The figure below shows the relationship between size, step, input rows, and windows. Note that size and step are both measured by time units. In addition, the video frames may vary in length, so the number of frames in each window can be different.

img

This figure illustrates how window applies the transformation to the rows:

img

Compared to the window node, the time window node introduces a new parameter timestamp_col which specifies a column to include timestamps. The time window node organizes and orders the windows according to the values in the timestamp_col column.

The function applied by the window node takes the specified column as input, and the input_schema can contain the timestamp_col column.

Example

We use the time_window(input_schema, output_schema, timestamp_col, size, step, fn, config=None) interface to create a time window node. size is the time interval of each window, and step determines how long a window moves from the previous one. Note that when creating a time window node, the upstream input table must contain a column of timestamps (timestamp_col). The input of the fn function should follow the input_schemawhile the output of the fn function should follow the output_schema.

Now let's take a video frame and feature extraction pipeline to demonstrate how to use a time window node. This pipeline randomly selects one video frame every one second and extracts the feature embeddings of the selected frames.

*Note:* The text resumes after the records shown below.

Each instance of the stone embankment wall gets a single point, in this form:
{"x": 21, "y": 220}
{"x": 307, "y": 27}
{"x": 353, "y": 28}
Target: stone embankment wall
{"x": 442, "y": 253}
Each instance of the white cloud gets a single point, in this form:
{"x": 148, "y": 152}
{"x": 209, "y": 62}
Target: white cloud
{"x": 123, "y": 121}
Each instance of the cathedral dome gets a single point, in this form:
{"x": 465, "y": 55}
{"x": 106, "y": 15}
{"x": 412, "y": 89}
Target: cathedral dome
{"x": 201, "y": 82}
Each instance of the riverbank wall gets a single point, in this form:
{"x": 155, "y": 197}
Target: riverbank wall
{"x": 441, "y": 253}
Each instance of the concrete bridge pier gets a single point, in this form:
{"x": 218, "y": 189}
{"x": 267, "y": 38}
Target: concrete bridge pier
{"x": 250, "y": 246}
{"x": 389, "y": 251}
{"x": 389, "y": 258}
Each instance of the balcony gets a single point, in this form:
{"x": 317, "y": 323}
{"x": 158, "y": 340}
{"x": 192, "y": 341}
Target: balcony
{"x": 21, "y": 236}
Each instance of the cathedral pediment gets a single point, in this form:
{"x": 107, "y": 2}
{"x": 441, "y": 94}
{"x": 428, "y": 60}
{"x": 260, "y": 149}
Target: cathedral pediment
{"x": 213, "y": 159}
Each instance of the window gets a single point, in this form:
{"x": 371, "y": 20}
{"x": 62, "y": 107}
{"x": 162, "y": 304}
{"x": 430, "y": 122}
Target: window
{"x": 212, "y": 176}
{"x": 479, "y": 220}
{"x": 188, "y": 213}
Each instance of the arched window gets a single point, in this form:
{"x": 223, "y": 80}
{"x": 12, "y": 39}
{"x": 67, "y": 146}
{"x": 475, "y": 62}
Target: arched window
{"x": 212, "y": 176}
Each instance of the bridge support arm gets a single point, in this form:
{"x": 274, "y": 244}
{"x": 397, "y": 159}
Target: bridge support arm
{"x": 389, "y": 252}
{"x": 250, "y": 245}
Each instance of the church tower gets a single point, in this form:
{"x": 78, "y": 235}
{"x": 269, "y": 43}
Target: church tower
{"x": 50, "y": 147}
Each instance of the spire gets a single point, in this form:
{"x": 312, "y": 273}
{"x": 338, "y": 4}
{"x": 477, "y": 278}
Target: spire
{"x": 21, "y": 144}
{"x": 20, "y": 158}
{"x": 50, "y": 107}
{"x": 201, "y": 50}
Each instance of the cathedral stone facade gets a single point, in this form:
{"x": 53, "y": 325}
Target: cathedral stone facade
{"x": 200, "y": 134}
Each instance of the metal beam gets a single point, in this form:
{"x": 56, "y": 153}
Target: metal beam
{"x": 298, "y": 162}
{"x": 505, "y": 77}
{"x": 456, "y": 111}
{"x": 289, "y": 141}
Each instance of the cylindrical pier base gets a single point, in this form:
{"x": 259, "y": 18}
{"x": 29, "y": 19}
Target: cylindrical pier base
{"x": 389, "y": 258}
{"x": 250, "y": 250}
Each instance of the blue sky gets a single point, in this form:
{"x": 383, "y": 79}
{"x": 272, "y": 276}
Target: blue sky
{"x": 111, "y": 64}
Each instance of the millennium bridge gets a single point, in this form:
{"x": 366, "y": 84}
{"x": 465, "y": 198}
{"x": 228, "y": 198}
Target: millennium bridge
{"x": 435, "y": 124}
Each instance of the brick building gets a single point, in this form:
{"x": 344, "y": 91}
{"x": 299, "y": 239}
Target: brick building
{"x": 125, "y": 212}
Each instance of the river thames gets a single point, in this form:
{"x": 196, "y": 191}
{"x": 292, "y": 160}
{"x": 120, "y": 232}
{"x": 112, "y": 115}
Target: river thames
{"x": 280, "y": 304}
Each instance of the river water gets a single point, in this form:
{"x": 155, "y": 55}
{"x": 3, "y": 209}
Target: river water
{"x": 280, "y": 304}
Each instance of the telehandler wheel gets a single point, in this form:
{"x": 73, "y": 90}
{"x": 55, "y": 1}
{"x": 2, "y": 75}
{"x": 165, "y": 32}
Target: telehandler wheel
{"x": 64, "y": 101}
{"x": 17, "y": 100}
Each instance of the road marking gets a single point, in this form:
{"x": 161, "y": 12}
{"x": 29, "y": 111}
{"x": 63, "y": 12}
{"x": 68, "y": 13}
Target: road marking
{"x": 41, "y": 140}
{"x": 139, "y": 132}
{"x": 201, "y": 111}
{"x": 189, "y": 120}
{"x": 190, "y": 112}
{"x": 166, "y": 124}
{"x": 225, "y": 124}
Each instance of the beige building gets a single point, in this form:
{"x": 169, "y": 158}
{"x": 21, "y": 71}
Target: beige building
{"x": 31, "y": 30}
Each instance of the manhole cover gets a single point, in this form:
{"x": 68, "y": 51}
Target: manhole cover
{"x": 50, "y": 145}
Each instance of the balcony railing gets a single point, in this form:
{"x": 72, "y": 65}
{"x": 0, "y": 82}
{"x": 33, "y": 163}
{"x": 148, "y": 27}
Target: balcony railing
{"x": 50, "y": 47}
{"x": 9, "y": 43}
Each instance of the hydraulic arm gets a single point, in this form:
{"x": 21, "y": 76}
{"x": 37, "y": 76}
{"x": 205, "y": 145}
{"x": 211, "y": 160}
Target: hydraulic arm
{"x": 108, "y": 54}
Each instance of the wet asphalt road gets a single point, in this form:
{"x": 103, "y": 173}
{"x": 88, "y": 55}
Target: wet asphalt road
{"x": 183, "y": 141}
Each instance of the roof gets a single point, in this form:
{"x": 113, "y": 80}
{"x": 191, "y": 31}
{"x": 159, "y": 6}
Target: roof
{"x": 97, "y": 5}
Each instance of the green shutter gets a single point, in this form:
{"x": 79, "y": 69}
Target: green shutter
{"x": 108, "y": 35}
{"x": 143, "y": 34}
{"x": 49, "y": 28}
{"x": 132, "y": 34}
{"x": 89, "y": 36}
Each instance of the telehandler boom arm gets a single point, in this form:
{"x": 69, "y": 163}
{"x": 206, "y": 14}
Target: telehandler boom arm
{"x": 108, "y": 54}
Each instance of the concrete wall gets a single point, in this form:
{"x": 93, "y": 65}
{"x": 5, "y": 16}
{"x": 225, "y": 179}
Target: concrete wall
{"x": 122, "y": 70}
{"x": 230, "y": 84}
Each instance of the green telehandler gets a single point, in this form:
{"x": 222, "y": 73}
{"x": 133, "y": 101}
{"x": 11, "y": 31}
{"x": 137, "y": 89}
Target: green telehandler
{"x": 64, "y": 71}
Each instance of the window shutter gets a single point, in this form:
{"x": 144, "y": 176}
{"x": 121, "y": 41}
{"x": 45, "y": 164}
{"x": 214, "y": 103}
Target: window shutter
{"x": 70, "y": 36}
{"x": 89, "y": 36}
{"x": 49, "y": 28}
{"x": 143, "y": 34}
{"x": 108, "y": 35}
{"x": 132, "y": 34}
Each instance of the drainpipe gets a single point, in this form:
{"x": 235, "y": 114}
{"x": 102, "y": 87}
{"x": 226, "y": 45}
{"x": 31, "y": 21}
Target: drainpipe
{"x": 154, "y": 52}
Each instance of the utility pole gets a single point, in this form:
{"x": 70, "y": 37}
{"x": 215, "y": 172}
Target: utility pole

from towhee import ops, pipe
import random

video_frame_embedding = (
pipe.input('url')
.flat_map('url', 'frame', ops.video_decode.ffmpeg())
.map('frame', 'ts', lambda frame: frame.timestamp)
.time_window('frame', 'frame', 'ts', 1, 1, lambda x: x[random.randint(0, len(x)-1)])
.map('frame', 'embedding', ops.image_embedding.timm(model_name='resnet50'))
.output('url', 'frame', 'embedding')
)

data = 'https://raw.githubusercontent.com/towhee-io/examples/0.7/video/reverse_video_search/tmp/Ou1w86qEr58.gif'
res = video_frame_embedding(data)

The DAG of the video_frame_embedding pipeline is illustrated below.

img

The data processing workflow of the main nodes is as follows.

  1. Flat map: Uses the video-decode/ffmpeg operator to decode video URLs (url) into a list of video frames (List(towhee.types.VideoFrame)), and then flattens this list into multiple rows. Each row contains one video frame.

  2. Map: Applies the function lambda frame: frame.timestamp to obtain the corresponding timestamp (ts) of each video frame (frame).

  3. Time window: Specifies the value of both size and step as 1 to batch video frames (frame) whose timestamps (ts) are within the same one second into a time window, and then applies the function lambda x: x[random.randint(0, len(x)-1)] to randomly select one video frame (frame) from each window.

    Note that if there is less than 1 second at the end of a video, the rest of the video frames will still be batched into a window.

  4. Map: Uses the image-embedding/timm operator to extract the feature embeddings (embedding) of the selected frames (frame).

When the pipeline is running, data transformation in each node is illustrated below.

Note:

  • Data in the frame column are in the format of towhee.types.VideoFrame. These data represent the decoded video frames. For easier understanding, these data are displayed as images in the following figure.
  • This example contains 16 video frames. Not all data are listed in the flat map node step.
  • Since the video frames are randomly selected, the output you get can vary from our example.

img

Notes

  • A time window node required a list of timestamps.
  • Data in each time window should be lists, so the function applied by a time window node should support list as input.